The summit flew in carefully selected social media activists from “problem areas” like Venezuela and Cuba to watch speeches by the Obama campaign’s new-media team and the State Department’s James Glassman, and to network with public relations consultants, “philanthropists,” and U.S. media personalities.
The outfit held two more invite-only summits in London and Mexico City where the delegates were directly addressed via video link by Hillary Clinton:
You are the vanguard of a rising generation of citizen activists.…
And that makes you the kind of leaders we need.
In 2011, the Alliance of Youth Movements rebranded as “Movements.org.”
In 2012 Movements.org became a division of “Advancing Human Rights,” a new NGO set up by . Robert L. Bernstein after he resigned from Human Rights Watch (which he had originally founded) because he felt it should not cover Israeli and U.S. human rights abuses. Advancing Human Rights aims to right Human Rights Watch’s wrong by focusing exclusively on “dictatorships.”
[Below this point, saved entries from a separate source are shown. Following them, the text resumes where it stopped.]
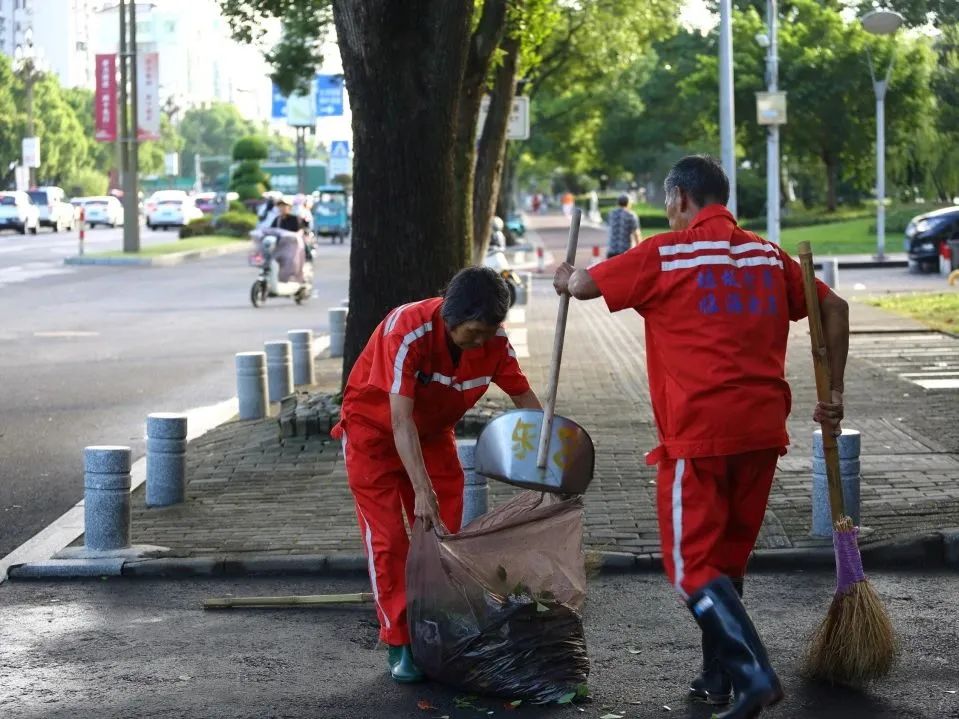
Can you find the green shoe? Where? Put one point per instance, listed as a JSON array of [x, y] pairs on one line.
[[402, 667]]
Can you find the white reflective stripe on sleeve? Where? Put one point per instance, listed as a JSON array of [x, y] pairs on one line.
[[371, 566], [678, 567], [719, 260], [693, 247], [401, 353]]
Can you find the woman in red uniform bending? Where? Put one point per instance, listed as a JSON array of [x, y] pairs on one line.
[[426, 364]]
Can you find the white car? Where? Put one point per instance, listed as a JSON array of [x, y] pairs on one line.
[[152, 202], [106, 210], [55, 212], [17, 212], [173, 213]]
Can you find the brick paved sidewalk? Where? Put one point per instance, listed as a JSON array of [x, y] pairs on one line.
[[250, 495]]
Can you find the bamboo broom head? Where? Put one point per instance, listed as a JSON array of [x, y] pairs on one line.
[[855, 643]]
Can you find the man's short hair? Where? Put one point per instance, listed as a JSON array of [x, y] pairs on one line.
[[703, 179], [475, 294]]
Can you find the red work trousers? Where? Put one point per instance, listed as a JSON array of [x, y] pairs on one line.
[[710, 512], [382, 491]]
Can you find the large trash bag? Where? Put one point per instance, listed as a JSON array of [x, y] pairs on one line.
[[497, 608]]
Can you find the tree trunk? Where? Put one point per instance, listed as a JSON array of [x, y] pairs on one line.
[[832, 181], [484, 41], [492, 147], [404, 65]]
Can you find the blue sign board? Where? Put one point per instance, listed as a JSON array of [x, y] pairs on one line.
[[279, 104], [329, 95]]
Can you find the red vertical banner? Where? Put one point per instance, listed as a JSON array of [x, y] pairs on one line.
[[148, 96], [105, 101]]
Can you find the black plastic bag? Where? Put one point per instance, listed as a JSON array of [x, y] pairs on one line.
[[497, 608]]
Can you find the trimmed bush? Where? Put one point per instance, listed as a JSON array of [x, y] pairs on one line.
[[196, 228], [235, 224]]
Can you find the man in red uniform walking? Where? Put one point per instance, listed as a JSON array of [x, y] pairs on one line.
[[426, 364], [717, 302]]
Cohen stated that the merger of his Movements.org outfit with Advancing Human Rights was “irresistible,” pointing to the latter’s “phenomenal network of cyber-activists in the Middle East and North Africa.” He then joined the Advancing Human Rights board, which also includes Richard Kemp, the former commander of British forces in occupied Afghanistan.
In its present guise, Movements.org continues to receive funding from Gen Next, as well as from Google, MSNBC and PR giant Edelman, which represents General Electric, Boeing, and Shell, among others.
Google Ideas is bigger, but it follows the same game plan. Glance down the speaker lists of its annual invite-only get-togethers, such as “Crisis in a Connected World” in October 2013.
Social network theorists and activists give the event a veneer of authenticity, but in truth it boasts a toxic piñata of attendees: U.S. officials, telecom magnates, security consultants, finance capitalists and foreign-policy tech vultures like Alec Ross (Cohen’s twin at the State Department).
At the hard core are the arms contractors and career military: active U.S. Cyber Command chieftains, and even the admiral responsible for all U.S. military operations in Latin America from 2006 to 2009.
Tying up the package are Jared Cohen and the chairman of Google, Eric Schmidt.